A North Battleford couple is hoping their new Cree-word calendar encourages reconciliation.

Last year, Liz and Les Hurlburt made a calendar featuring Cree words with their English translations and a pronunciation guide. Liz taught Cree at St. Mary School and Les is familiar with the language. They looked through dictionaries and found words for different days.

The Hurlburts were featured on CBC radio last year and saw increased demand for their calendar after the radio appearance and a published article.

“Then there were so many people phoning us after we were on the radio, that we decided to make [a calendar] we would produce for the public,” Les Hurlburt said.

This year, the Hurlburts revamped the calendar and are selling them at an upcoming event.

Differences from the new calendar compared to last year’s include a new cover featuring a beadwork pattern on the front by Liz’s mother Marguerite Kimbley, and blue pages to match the beadwork.

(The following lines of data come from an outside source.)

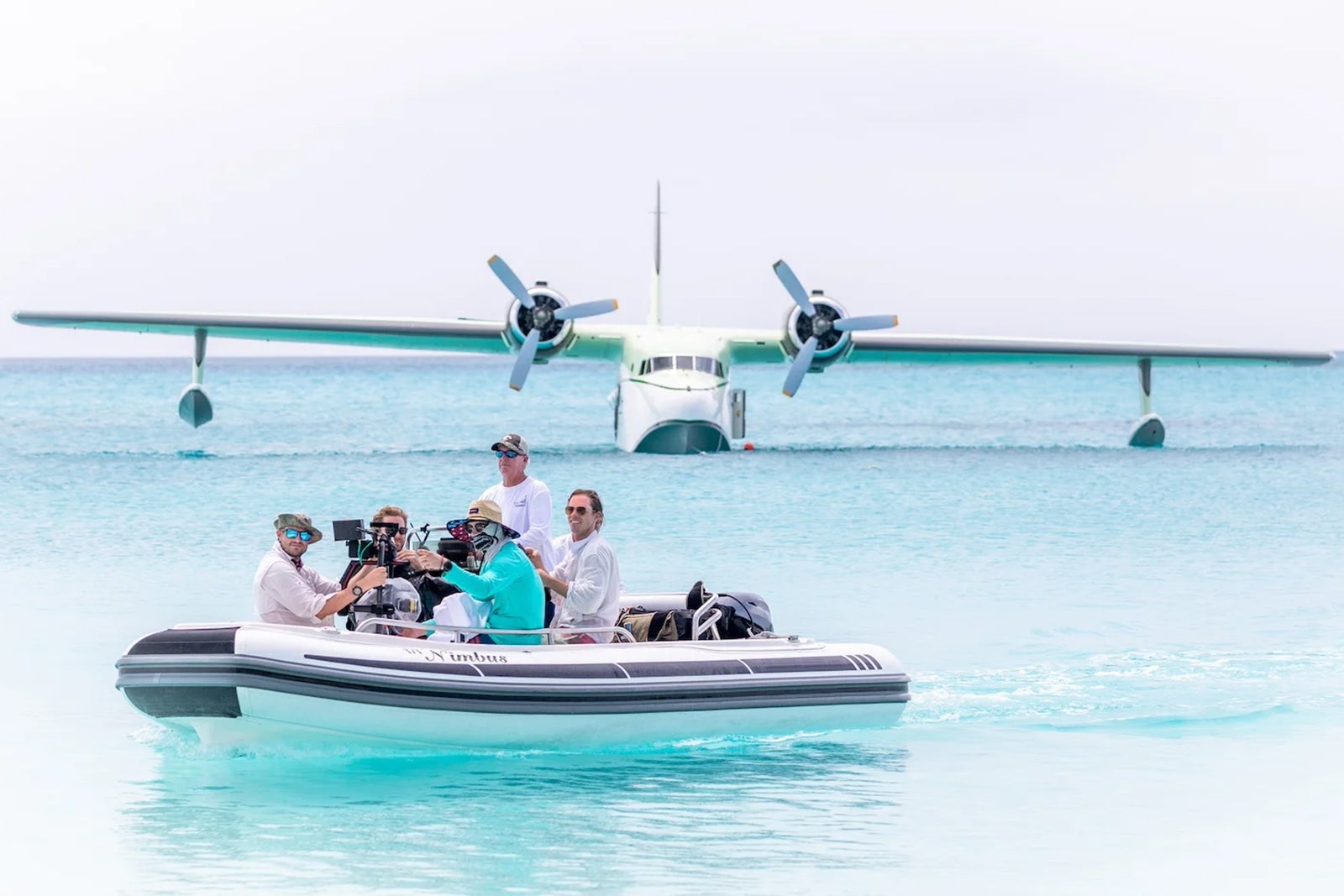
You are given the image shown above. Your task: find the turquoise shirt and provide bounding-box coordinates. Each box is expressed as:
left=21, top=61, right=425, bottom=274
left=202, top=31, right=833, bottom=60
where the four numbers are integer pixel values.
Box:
left=444, top=542, right=546, bottom=643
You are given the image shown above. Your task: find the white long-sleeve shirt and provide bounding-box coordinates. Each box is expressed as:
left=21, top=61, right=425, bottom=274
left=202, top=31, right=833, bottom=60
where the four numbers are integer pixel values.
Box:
left=551, top=532, right=621, bottom=642
left=253, top=542, right=340, bottom=627
left=480, top=475, right=555, bottom=569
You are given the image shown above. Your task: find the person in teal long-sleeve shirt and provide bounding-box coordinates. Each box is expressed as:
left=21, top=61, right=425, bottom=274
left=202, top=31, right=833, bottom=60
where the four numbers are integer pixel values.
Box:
left=415, top=501, right=546, bottom=643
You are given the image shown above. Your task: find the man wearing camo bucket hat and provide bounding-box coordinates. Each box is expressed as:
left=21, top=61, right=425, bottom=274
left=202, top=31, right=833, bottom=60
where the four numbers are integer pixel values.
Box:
left=415, top=498, right=546, bottom=643
left=253, top=513, right=387, bottom=626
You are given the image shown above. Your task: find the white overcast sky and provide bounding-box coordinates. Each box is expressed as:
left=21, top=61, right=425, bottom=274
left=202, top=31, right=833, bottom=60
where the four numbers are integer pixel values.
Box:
left=0, top=0, right=1344, bottom=356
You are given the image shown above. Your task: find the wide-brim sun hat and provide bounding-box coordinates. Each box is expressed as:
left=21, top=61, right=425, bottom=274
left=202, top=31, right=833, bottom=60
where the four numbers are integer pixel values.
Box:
left=276, top=513, right=323, bottom=544
left=448, top=500, right=520, bottom=542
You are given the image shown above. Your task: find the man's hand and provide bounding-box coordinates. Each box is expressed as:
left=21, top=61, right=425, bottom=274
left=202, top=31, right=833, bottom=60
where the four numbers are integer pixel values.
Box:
left=396, top=548, right=448, bottom=572
left=522, top=548, right=546, bottom=569
left=349, top=567, right=387, bottom=591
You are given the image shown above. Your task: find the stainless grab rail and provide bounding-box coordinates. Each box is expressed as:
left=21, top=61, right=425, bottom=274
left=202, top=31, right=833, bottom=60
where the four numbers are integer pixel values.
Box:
left=354, top=616, right=638, bottom=643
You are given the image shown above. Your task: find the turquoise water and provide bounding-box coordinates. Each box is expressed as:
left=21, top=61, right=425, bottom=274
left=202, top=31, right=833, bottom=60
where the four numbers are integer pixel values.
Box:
left=0, top=359, right=1344, bottom=893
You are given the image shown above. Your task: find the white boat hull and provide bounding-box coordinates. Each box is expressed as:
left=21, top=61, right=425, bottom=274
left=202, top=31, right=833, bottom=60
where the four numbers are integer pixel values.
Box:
left=117, top=623, right=910, bottom=750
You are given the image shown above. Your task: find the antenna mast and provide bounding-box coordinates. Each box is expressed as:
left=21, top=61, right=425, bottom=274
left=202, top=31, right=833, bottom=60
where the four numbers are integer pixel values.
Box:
left=649, top=180, right=663, bottom=327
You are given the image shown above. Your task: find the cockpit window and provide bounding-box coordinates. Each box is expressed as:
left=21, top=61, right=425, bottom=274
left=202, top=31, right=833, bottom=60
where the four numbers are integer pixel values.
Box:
left=640, top=354, right=723, bottom=376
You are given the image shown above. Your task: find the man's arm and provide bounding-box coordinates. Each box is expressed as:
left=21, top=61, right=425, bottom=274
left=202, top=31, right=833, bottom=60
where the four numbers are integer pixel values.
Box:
left=318, top=567, right=387, bottom=619
left=556, top=545, right=616, bottom=616
left=517, top=489, right=551, bottom=556
left=444, top=563, right=501, bottom=600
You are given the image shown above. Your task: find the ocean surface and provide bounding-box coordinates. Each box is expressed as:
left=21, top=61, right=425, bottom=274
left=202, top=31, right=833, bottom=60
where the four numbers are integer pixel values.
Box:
left=0, top=348, right=1344, bottom=893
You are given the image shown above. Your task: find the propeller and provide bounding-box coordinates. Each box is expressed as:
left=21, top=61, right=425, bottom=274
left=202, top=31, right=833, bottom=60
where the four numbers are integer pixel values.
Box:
left=774, top=259, right=896, bottom=398
left=486, top=255, right=620, bottom=392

The new calendar is also a perpetual calendar. A perpetual calendar has dates including days and months but not years, so one can flip through the calendar over again once a year is finished.

Words in the calendar are organized by theme, such as a winter theme in January, and a spring theme during springtime.

Cree’s relation to English or French, Liz said, would be like the country’s official languages relation to Chinese. Yet speakers who understood both Cree and French formed their own language: Michif.

Liz spoke Michif. Before teaching Cree, Liz said, she had to learn “the true Cree language,” although she said she already knew much of it due to Cree’s similarities to Michif.

Cree occasionally uses pre-existing words and concepts to form other words. According to the Hurlburts, the Cree word for table is translated as “eating board.” “Hummingbird” is “bee bird.” “Horse” is “big dog.”

Before the prominence of homogeneous English in Canada, Cree and other languages spoken in the territory could be compared to variations of English within England, Liz said. Different Cree dialects include Plains Cree, Woods Cree, Swampy Cree, Moose Cree and Atikamekw Cree.

The Plains Cree prominent in this area, Liz said, and according to which the calendar is written, is referred to as “Y” dialect.

Another important feature of Cree is it takes into account what the language considers to be animate and inanimate. Romance languages distinguish words according to gender, and word endings alter according to gender. In Cree, a rock is considered animate, while a book is considered inanimate, and endings differ accordingly.

Factors such as residential school, Liz said, explain why many people no longer speak Cree.

Liz said her experience at residential school was different from her parents’ as she went to day school and could stay home at night. Her parents lived at the residential school and weren’t allowed to return home every night.

The Hurlburts say their efforts are directed toward reconciliation, Les said, and to “expose people to, and have an awareness of and appreciation of the language of the Indigenous people around here.”

A calendar sale will take place Friday, Nov. 23 at St. Joseph Calasanctius Church Hall from 7 p.m. to 10 p.m.